We can now run the bot and ask questions about the Python Friday blog. Here is a session I did that shows how the bot answered my questions:

FAQ Bot is ready. Type your question or 'exit' to quit.
Question?
What is Python Friday?

Answer:
 Python Friday is a weekly blog series created by Johnny Graber — an ongoing 
 lab journal of hands‑on Python experiments, mini‑tutorials, and code snippets 
 on practical topics and tools.

Question?
Why does Johnny write it?

Answer:
 Johnny Graber began posting weekly in early 2020 (on his original blog Improve 
 & Repeat), then moved the series to its own site when it surpassed 250 episodes 
 — driven by a goal to learn something new each Friday.

Question?
Does it cover Docker?

Answer:
 Definitely—recent posts explore using Docker containers, writing automated tests 
 with pytest, async programming, and even integrating small LLMs or APIs, under 
 relevant tags like API, testing, and AI.

Question?
How about web programming?

Answer:
 You can use the Tags page to filter posts by library or feature (e.g. flask, 
 pandas, pytest) or browse the main categories list via the site’s sidebar/nav 
 menu.

Question?
Why is the sky blue?

Answer:
 Python Friday is a weekly blog series created by Johnny Graber — an ongoing 
 lab journal of hands‑on Python experiments, mini‑tutorials, and code snippets 
 on practical topics and tools.

This comes directly from the script, all I did was to remove the output about the similarity of the questions to improve the readability. As you can see, for most questions we got useful answers. Only when we ask things that are not in the FAQ, we end up with answers that have nothing to do with the question of the user. Not bad for such a basic bot.

Limitations

This bot relies solely on information from the FAQ, there is no LLM or other artificial intelligence tool generating the answers. Therefore, the bot does not know anything beyond the FAQ and will answer with an entry from the FAQ even if the question the user asked is about something else entirely. That is the price we must pay for such a simplistic approach.

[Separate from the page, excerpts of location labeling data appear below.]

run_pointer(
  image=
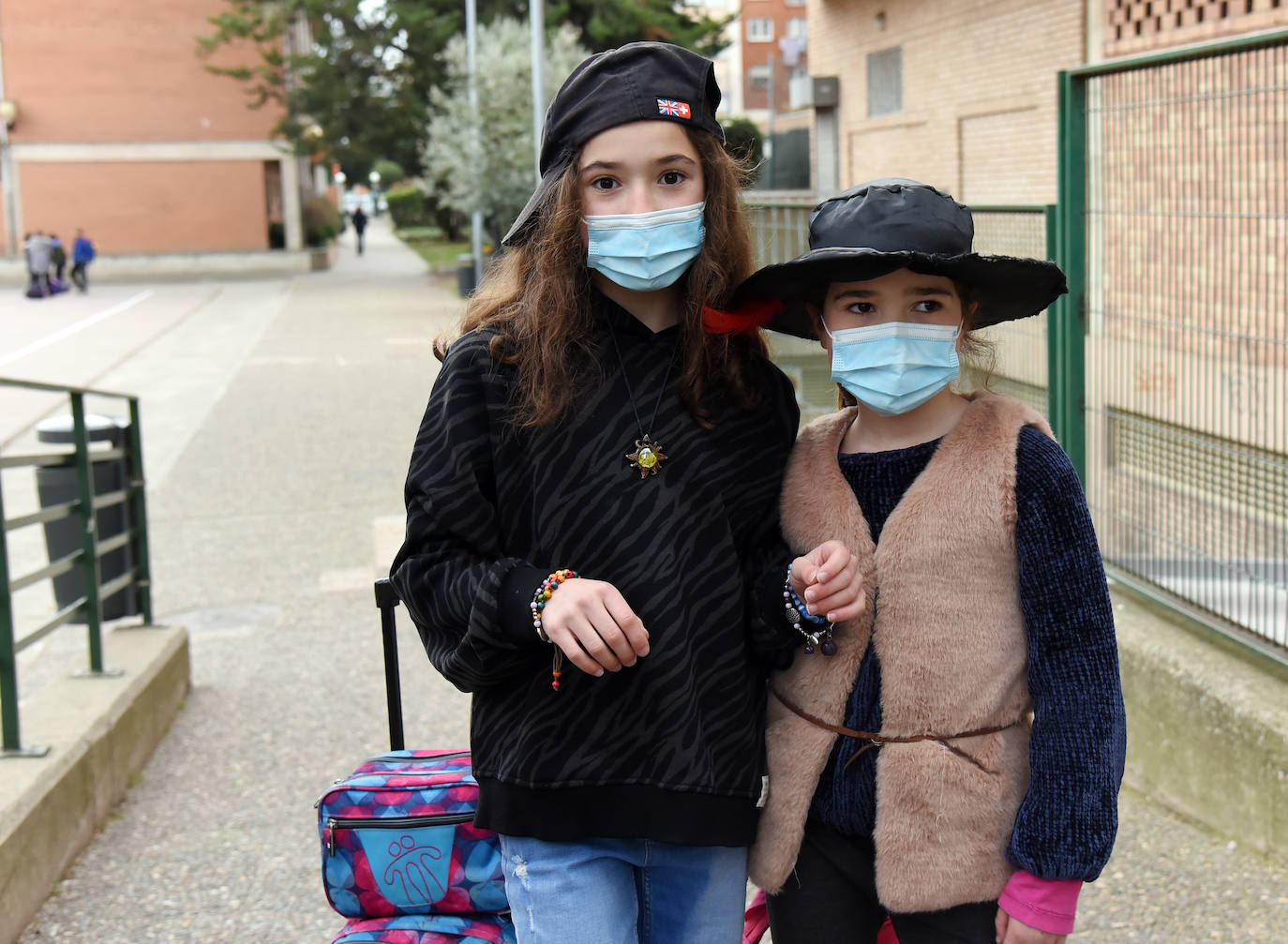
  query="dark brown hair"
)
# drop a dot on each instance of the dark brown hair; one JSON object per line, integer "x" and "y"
{"x": 537, "y": 300}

We can improve this behaviour a bit with a similarity threshold. If the best fit for the question stays below, we can answer with a pre-defined sentence as a reminder that this is a bot for a specific application or web site. That way we get a better user experience without increasing the complexity too much. However, finding the right threshold is not that easy and requires a lot of experimentation.

Conclusion

With the right concept we can create a bot that answers questions without needing an LLM or another AI tool. The better and more diverse our questions in the FAQ are, the better the answers we can provide to our users.

As impressive this bot is, we quickly end up with more requirements that require a full Retrieval Augmented Generation (RAG) system. Over the next weeks we explore the different parts we need to create our own RAG, but first we take a small break and celebrate post #300.